For the second time this year, a federal judge in Alaska has blocked the Trump administration’s resource development plans in the far north, this time halting a move to make thousands of acres in America’s largest national forest available for logging.

U.S. District Judge Sharon L. Gleason of Anchorage issued an injunction Sept. 23 that temporarily stops the administration from allowing tree-harvesting on 42,500 acres of temperate rainforest in Alaska’s Tongass National Forest.

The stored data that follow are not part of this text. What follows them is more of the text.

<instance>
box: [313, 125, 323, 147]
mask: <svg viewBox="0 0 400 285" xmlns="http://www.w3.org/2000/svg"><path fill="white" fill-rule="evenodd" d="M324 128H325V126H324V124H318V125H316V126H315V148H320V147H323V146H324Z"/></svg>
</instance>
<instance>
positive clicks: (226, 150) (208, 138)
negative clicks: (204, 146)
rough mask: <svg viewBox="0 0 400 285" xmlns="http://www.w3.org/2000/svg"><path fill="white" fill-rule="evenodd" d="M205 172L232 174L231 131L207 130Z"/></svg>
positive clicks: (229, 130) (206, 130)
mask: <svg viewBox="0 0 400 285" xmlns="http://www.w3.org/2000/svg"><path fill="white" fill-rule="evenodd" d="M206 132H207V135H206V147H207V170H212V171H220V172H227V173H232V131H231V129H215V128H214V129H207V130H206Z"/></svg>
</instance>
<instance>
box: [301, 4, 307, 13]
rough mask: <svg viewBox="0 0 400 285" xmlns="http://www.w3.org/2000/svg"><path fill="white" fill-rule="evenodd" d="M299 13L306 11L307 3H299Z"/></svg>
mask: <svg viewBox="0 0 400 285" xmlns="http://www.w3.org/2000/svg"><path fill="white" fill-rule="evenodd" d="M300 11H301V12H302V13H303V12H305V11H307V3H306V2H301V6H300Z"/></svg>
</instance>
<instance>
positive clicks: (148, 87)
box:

The restraining order came the day before the U.S. Forest Service (USFS) was scheduled to begin reviewing bids on an initial offering of 1,156 acres of trees. In March, the USFS said it intended to make 2.2 million acres of forest available for logging and to allow road construction on the remaining acreage. Two months later, environmentalists sued to prevent the policy from moving forward.

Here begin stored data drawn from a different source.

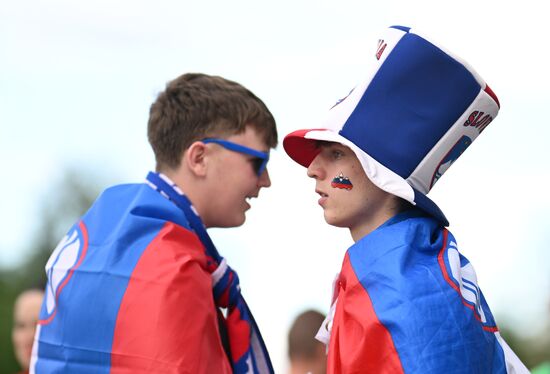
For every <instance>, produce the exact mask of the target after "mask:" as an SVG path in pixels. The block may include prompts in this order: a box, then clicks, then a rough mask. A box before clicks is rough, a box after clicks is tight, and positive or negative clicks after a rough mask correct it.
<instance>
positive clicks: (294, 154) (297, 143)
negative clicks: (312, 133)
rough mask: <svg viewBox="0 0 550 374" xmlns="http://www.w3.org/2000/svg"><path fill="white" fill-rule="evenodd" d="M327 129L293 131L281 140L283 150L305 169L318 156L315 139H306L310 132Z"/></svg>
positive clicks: (297, 130)
mask: <svg viewBox="0 0 550 374" xmlns="http://www.w3.org/2000/svg"><path fill="white" fill-rule="evenodd" d="M326 130H327V129H307V130H297V131H293V132H291V133H290V134H288V135H287V136H285V138H284V139H283V148H284V149H285V151H286V153H287V154H288V155H289V156H290V158H292V159H293V160H294V161H296V162H297V163H299V164H300V165H302V166H305V167H306V168H307V167H308V166H309V164H311V162H312V161H313V159H314V158H315V156H317V155H318V154H319V151H320V150H319V149H318V148H317V144H316V142H317V141H316V140H315V139H306V138H305V136H306V134H307V133H308V132H310V131H326Z"/></svg>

Environmentalists were delighted to learn of the court decision.

“Today’s preliminary ruling is a victory for wildlife and proper management of our nation’s irreplaceable forests,” Patrick Lavin, senior Alaska representative at the Defenders of Wildlife said, according to The Hill newspaper.

“Moving forward with this initial sale would have ignited 15 years of clearcutting that would further destroy and fragment the remaining ancient forest habitat on Prince of Wales Island,” Lavin said. At more than 2,500 square miles in size, Prince of Wales Island, located in the Alexander Archipelago in the Alaska Panhandle, is the fourth-largest island that is U.S. sovereign territory, when Puerto Rico is included.

“In a victory for the Tongass National Forest, today’s court ruling has spared nearly 1,200 acres of irreplaceable old-growth rainforest from chainsaws and roads—at least for now,” Olivia Glasscock, an attorney with Earthjustice, which represented the successful plaintiffs in the case, said in a statement. Earthjustice is a San Francisco-based environmentalist public-interest law firm whose motto is: “Because the earth needs a good lawyer.”

“This is only the beginning,” she said. “A total of 42,500 acres of temperate rainforest still hangs in the balance and we will continue working on behalf of our clients to defend these irreplaceable public lands, which safeguard our climate, provide habitat for wildlife and offer enjoyment for all.”

Commentator Donny Ferguson, who supports the Trump administration’s logging policies, wasn’t pleased.

“Science shows allowing timber harvesting makes forests healthier,” Ferguson, president of Americans for a Better Economy, an Alexandria, Virginia-based nonprofit organization, told The Epoch Times.

“It removes diseased trees and dead wood fire fuel,” he said.

“Opponents of timber harvesting are largely rich urban coastal elites who donate millions to the socialist groups who file these lawsuits. This hurts the ecosystem in a drive to kill jobs, downsize the economy, and advance socialism. They’re making our forests sicker, spreading disease, and fueling wildfires. Once again, we have to ask ‘Who will save the Earth from environmentalists?’”

The ruling also came after Gleason decided in a separate case on March 29 to invalidate President Donald Trump’s Executive Order 13795, removing then-President Barack Obama’s bans on oil and natural gas exploration in the Arctic Ocean and on the North Atlantic coast. In League of Conservation Voters v. Trump, Gleason, appointed in 2011 by then-President Barack Obama, found that Trump violated the Outer Continental Shelf Lands Act (OCSLA) of 1953.
In the current case, cited as Southeast Alaska Conservation Council v. U.S. Forest Service, Gleason ruled that the plaintiffs “have demonstrated that they are very likely to suffer irreparable harm in the absence of preliminary injunctive relief.”

On an interim basis, the court blocked the USFS from allowing the “cutting of trees, road construction, or other ground-disturbing activities” in the affected areas. The court also ordered USFS not to move forward with taking and reviewing bids for logging rights in the forest.

“Based on the foregoing, Plaintiffs have established that they will suffer irreparable harm if the harvest—particularly of old growth trees—authorized by the Twin Mountain Timber Sale occurs,” Gleason wrote.